The Coeur d'Alene lands were reduced to approximately 600,000 acre in 1873 when President Ulysses Grant established the Coeur d'Alene Indian Reservation. Successive government acts trimmed their property to 345,000 acre Heyburn State Park was formed from 5500 acre of land and 2333 acre of water that were taken from the Coeur d'Alene on April 20, 1908 when President William H. Taft deeded the land to the state for the creation of Heyburn State Park named for U.S. Senator Weldon Heyburn of Idaho. Heyburn had envisioned Chatcolet National Park, which passed the Senate but stalled in the House.

Construction of many of the park's facilities was performed during the Great Depression by the Civilian Conservation Corps. Members at Camp SP-1 built a lodge, roads, bridges, trails, picnic areas and shelters and campgrounds; many are still in use.

==Ecology==
Heyburn State Park is home to a variety of habitats. Ponderosa pines, some over 400 years old, are on the mountain sides overlooking grassy hills that are covered with wildflowers. Other trees in the park included cedar, hemlock and white pine.
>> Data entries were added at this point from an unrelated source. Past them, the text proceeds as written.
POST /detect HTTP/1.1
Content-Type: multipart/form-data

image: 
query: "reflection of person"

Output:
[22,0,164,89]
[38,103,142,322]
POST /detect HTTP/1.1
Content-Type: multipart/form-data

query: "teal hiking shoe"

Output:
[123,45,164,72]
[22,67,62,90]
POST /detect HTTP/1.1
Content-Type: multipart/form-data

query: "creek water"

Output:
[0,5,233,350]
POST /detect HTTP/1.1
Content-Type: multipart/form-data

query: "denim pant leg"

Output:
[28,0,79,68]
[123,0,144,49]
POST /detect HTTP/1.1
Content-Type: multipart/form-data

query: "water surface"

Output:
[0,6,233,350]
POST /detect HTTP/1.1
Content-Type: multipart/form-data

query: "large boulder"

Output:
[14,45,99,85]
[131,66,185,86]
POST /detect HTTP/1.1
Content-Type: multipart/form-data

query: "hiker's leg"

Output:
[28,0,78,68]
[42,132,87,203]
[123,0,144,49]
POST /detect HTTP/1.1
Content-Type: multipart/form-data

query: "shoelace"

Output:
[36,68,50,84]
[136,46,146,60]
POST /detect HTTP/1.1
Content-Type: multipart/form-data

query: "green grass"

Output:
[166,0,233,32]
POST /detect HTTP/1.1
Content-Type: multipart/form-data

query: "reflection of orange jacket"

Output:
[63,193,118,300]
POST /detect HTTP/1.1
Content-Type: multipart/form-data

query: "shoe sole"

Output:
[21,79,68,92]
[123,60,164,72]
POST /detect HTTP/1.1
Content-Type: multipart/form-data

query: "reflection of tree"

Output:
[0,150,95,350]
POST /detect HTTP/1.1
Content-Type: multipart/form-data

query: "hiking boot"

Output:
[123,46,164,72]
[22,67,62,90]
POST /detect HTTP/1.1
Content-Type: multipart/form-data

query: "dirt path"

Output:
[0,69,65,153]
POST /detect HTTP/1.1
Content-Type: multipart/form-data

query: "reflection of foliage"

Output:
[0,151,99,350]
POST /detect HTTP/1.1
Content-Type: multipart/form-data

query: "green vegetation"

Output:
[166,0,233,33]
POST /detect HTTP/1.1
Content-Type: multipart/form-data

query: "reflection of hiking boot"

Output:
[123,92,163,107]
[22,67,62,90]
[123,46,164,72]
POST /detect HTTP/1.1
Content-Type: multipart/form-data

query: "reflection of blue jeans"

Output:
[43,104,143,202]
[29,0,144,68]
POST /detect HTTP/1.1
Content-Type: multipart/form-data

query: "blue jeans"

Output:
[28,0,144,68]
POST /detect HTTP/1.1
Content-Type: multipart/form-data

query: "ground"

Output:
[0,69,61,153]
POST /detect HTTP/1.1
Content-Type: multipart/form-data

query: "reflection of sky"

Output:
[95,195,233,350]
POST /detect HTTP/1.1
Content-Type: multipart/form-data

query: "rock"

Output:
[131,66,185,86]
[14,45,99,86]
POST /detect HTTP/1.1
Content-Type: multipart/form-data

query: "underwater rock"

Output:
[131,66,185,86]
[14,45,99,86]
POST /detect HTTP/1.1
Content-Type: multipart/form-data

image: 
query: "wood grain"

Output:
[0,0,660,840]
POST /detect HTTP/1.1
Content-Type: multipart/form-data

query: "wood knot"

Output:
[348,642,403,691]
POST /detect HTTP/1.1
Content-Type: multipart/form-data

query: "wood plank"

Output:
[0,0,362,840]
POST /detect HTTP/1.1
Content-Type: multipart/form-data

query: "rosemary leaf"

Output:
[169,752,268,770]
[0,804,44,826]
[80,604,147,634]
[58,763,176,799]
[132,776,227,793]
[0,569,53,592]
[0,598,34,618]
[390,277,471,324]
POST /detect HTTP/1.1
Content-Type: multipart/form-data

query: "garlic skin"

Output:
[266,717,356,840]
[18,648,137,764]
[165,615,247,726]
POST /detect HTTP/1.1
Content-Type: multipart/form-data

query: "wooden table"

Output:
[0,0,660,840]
The margins of the lake are marshy homes to wildflowers and plants.

==Activities and amenities==
The 72 mi Trail of the Coeur d'Alenes bike trail passes through the park, crossing the Saint Joe River on a 3100 ft trestle. The river and Hidden Bay, Chatcolet Lake, and Benewah Lake, all sections of the larger Lake Coeur d'Alene, are used for boating, water sports, and fishing. Common game fish include bass, pike and pan fish. The park's marina offers a boat launch, fuel dock, and supplies.